Well, like I said, split the universal event up into multiple parts, so for each event you will have another event causing it even if the train of events is circular, so causality is still maintained. Actually, it doesn't even have to be circular; it can be simply open-ended, as with the number line thing I said before.
Whether it is circular or an infinite line makes no difference. I am not asking for an explanation of any of the events within the system, I am asking why the whole shebang is there at all. In essence, I am asking why there are any golden retrievers at all, but you keep talking about golden retriever great-great-grandparents and great-great-great-grandparents, as if they weren't the very things to be explained.
Besides, you are taking apart your own argument there, since this eternal existence is exactly what you have been saying about god; if god has always existed, how does one explain the fact that he exists?
Ultimately, one does have to come to an inexplicable explanation, to something that is "just there." The difference is, God's existence by definition is inexplicable (if someone had made him, he wouldn't be God, but that someone else might be), whereas the material universe's is not (explaining the material universe's existence does not negate its being the material universe like explaining God's existence negates his being God). The theist carries his line of explanation as far as it can go. The atheist stops short of the final step.
Wait, but if he is like us, then that really undermines his image of superiority. Even the theists would agree that there are quite a few things "wrong" with humans, so if god basically acts like humans do, there is not much special about him.

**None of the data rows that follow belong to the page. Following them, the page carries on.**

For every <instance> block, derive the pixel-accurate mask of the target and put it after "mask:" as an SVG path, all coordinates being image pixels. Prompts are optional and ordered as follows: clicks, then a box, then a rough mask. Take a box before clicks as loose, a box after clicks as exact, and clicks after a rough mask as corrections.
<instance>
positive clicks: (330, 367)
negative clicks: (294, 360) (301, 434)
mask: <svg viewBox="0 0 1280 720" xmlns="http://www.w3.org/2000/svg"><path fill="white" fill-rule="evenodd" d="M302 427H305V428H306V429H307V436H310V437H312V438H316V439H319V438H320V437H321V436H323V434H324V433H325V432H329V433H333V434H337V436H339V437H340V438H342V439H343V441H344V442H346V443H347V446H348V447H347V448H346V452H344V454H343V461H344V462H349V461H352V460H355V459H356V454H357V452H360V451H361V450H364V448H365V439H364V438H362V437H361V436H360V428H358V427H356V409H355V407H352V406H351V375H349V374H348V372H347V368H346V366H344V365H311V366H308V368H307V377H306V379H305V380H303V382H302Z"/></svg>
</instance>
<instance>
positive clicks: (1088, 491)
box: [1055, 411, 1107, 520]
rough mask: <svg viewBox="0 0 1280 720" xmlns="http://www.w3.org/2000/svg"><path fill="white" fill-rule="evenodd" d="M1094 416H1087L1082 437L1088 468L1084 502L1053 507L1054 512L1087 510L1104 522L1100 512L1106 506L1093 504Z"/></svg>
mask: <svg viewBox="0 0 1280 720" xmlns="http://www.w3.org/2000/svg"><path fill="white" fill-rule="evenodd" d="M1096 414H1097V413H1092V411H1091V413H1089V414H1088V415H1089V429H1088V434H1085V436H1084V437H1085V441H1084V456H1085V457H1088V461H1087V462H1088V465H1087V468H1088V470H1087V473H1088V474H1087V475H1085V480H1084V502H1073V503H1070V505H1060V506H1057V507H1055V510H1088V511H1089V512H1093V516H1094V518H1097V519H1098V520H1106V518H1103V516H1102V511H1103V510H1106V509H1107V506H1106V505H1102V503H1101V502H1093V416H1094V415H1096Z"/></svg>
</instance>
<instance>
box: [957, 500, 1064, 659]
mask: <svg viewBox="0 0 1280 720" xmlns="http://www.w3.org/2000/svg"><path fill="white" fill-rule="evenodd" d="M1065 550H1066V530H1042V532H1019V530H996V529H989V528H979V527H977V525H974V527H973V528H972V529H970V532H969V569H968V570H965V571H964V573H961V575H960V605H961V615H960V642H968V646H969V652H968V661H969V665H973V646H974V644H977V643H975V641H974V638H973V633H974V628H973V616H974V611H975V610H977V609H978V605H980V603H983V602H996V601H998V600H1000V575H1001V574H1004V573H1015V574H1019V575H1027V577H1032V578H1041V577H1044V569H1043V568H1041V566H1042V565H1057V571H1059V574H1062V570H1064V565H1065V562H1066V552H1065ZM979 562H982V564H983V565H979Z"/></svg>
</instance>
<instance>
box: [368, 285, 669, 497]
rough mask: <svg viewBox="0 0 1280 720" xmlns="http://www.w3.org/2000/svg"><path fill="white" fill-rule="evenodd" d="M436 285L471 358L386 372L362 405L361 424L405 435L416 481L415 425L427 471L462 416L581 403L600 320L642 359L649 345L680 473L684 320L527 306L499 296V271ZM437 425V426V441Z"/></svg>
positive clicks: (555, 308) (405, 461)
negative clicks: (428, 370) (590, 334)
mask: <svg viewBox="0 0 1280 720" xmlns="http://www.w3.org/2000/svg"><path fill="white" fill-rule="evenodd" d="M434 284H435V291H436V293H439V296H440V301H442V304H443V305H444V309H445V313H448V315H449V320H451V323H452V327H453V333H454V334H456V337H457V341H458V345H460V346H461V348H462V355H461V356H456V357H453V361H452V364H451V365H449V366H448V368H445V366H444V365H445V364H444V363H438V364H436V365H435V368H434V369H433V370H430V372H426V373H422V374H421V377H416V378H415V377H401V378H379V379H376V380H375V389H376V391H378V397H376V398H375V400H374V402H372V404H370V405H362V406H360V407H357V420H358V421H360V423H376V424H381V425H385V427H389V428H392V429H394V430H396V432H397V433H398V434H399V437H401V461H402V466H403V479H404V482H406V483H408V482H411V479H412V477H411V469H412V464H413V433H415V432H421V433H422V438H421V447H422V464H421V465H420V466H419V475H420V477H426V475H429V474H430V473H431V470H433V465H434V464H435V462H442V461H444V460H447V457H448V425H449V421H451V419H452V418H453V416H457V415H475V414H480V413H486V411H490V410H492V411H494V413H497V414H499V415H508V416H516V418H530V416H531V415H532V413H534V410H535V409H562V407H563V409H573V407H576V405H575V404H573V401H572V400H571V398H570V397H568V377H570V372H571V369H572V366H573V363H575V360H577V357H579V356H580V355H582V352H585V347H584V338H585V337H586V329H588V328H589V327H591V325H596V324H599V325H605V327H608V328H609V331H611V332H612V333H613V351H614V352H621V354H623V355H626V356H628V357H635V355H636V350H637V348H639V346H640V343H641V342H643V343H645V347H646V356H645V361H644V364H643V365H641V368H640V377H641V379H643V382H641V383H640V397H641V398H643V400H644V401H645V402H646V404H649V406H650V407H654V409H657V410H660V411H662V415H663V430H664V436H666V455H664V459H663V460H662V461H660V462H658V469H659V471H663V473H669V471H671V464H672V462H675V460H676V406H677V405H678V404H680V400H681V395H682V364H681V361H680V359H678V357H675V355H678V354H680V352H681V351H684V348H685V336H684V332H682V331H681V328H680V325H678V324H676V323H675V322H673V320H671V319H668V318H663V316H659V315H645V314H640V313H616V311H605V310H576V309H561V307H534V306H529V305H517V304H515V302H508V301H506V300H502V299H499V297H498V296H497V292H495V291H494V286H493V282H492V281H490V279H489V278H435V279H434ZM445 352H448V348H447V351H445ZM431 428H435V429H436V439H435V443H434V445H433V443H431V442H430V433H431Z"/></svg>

[/b]Even in the beginning, we were but dim reflections of him. And of course theists would agree that there are "quite a few things 'wrong' with humans": Christianity is basically the story of the problem and solution. But how it came to be that humans who once were finite and dim, though flawless, reflections of God are now plagued by many things "wrong" with them is a matter of history, not philosophy. Basically, we choose the path of corruption, and so ceased to be flawless, and warped and marred the reflection of God in ourselves. He remains perfect, but our reflection of him is more like that of a cracked, mud-covered fun house mirror than a clean smooth straight one.
Also, what does more and less mean in this context?
They mean that personality is one facet of God's nature, but that isn't all there is to be said. Gravitation is one facet of the behaviour of the material universe, but there is more to it than that. Thus I could similarly say that the behaviour of the universe may be more than just gravitational, but certainly not less.